The disclosure of the plan is part of an assessment prepared by General Moseley on the lessons of the war with Iraq. General Moseley and a senior aide presented their assessments at an internal briefing for American and allied military officers at Nellis Air Force Base in Nevada on Thursday... ..Gen. Charles Wald, General Moseley's predecessor as the top American air commander in the Middle East, proposed a major attack to disable the beefed-up Iraqi defenses in early 2001. But the newly inaugurated Bush administration was not looking for a confrontation with Iraq at that time, and General Wald's recommendation was not approved.

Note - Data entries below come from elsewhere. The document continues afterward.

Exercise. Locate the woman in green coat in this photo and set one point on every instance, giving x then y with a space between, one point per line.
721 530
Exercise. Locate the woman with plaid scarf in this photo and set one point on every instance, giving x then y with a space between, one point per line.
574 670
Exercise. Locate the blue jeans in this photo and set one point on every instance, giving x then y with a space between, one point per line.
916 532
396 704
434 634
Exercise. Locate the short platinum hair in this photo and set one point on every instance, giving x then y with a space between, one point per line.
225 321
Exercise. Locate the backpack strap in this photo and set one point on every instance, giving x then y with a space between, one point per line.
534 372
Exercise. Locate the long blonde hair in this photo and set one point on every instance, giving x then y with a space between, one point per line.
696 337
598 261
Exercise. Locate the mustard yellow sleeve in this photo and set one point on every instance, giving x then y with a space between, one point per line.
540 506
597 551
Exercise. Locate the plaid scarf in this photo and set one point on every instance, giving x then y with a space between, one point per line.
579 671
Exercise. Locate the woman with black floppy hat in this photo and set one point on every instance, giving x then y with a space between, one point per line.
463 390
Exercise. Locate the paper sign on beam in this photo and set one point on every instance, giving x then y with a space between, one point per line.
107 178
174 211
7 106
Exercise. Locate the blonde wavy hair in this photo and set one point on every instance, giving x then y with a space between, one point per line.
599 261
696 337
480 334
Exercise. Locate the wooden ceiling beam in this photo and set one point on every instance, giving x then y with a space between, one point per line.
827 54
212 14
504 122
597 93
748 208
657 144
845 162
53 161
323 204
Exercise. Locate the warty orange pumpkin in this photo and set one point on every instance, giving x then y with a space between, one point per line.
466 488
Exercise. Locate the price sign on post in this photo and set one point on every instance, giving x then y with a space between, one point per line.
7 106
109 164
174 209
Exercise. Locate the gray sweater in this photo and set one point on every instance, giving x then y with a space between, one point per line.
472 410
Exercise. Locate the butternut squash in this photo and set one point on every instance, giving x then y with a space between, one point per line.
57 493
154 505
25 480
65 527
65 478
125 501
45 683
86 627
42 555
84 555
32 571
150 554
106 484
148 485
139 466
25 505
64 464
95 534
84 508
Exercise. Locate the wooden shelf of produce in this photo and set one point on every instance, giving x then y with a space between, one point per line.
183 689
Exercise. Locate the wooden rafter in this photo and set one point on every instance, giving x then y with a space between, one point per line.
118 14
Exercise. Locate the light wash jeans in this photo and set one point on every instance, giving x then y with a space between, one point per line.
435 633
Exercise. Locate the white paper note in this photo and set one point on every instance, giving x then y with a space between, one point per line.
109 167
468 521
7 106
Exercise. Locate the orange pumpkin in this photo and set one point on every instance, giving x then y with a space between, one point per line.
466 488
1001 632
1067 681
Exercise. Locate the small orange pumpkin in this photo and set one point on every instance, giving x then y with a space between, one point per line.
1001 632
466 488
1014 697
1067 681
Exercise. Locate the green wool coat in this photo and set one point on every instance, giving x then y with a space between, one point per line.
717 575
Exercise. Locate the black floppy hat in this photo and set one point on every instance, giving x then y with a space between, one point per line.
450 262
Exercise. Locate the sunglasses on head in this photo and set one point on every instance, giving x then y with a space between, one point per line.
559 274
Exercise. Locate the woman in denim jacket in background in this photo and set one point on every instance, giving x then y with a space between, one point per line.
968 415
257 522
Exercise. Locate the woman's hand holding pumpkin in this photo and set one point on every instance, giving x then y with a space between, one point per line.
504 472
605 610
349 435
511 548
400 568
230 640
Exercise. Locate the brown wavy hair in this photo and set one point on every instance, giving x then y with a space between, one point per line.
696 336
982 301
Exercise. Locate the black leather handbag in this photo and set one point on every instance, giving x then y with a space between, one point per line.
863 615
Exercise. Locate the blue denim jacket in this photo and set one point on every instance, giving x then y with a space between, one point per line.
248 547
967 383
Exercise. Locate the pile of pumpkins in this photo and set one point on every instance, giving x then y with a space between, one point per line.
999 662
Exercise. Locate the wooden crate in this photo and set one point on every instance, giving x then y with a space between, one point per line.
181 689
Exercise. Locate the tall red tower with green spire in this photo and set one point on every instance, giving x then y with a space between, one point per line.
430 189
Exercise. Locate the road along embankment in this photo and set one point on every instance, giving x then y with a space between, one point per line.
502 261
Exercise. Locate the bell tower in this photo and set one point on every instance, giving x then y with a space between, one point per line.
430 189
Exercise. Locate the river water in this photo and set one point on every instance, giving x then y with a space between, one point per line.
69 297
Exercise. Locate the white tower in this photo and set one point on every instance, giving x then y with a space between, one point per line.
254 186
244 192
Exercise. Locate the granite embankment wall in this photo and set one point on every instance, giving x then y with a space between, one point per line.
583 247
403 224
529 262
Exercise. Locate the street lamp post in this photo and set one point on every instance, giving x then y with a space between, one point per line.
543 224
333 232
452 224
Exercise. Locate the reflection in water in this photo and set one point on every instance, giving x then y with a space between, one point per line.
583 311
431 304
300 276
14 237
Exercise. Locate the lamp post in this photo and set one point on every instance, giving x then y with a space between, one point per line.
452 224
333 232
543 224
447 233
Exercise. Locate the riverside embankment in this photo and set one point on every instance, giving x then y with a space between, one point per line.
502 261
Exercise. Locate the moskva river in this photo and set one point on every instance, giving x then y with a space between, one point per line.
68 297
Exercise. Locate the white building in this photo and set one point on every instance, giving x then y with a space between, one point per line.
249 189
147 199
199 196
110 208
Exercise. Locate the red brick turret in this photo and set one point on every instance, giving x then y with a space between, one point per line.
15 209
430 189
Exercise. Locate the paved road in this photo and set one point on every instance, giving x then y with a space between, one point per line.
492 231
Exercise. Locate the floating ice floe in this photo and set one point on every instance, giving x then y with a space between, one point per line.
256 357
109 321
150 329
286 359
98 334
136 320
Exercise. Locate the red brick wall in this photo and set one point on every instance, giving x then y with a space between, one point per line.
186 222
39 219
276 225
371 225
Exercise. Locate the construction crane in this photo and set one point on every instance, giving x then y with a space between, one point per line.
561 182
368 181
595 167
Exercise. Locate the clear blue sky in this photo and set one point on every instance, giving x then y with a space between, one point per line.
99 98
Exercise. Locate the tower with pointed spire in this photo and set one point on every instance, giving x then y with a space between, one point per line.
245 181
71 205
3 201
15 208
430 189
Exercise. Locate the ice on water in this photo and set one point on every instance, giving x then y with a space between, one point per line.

After General Moseley assumed command toward the end of 2001, however, the American strategy began to change. General Moseley and General Franks believed that the American military needed a plan to weaken the Iraqi air defenses... later to facilitate an offensive. Comment: Who now approved this recommendation? One major target was the network of fiber-optic cable that transmitted military communications between Baghdad and Basra and Baghdad and Nasiriya. The cables themselves were buried underground and impossible to locate. So the air war commanders focused on the "cable repeater stations," which relayed the signals. From June 2002 until the beginning of the Iraq war, the allies flew 21,736 sorties over southern Iraq and attacked 349 targets, including the cable stations.

"We were able to figure out that we were getting ahead of this guy and we were breaking them up faster than he could fix them," General Moseley said of the fiber-optic cables. "So then we were able to push it up a little bit and effectively break up the fiber-optic backbone from Baghdad to the south."... (Before war was ordered by the President),... the air (force no-fly zone) commanders had five goals. They wanted to neutralize the ability of the Iraqi government to command its forces; to establish control of the airspace over Iraq; to provide air support for Special Operations forces, as well as for the Army and Marine forces that would advance toward Baghdad; and to neutralize Iraq's force of surface-to-surface missiles and suspected caches of biological and chemical weapons. Comment: These are war time mission statements!! Once the war began (ordered by the President), air war commanders adopted an aggressive posture to keep up the pace of the attack. Unarmed refueling tankers and radar planes flew into Iraqi airspace early on, and combat search and rescue teams set up bases inside the country. For the first three weeks of the air war, there were never fewer than 200 aircraft aloft.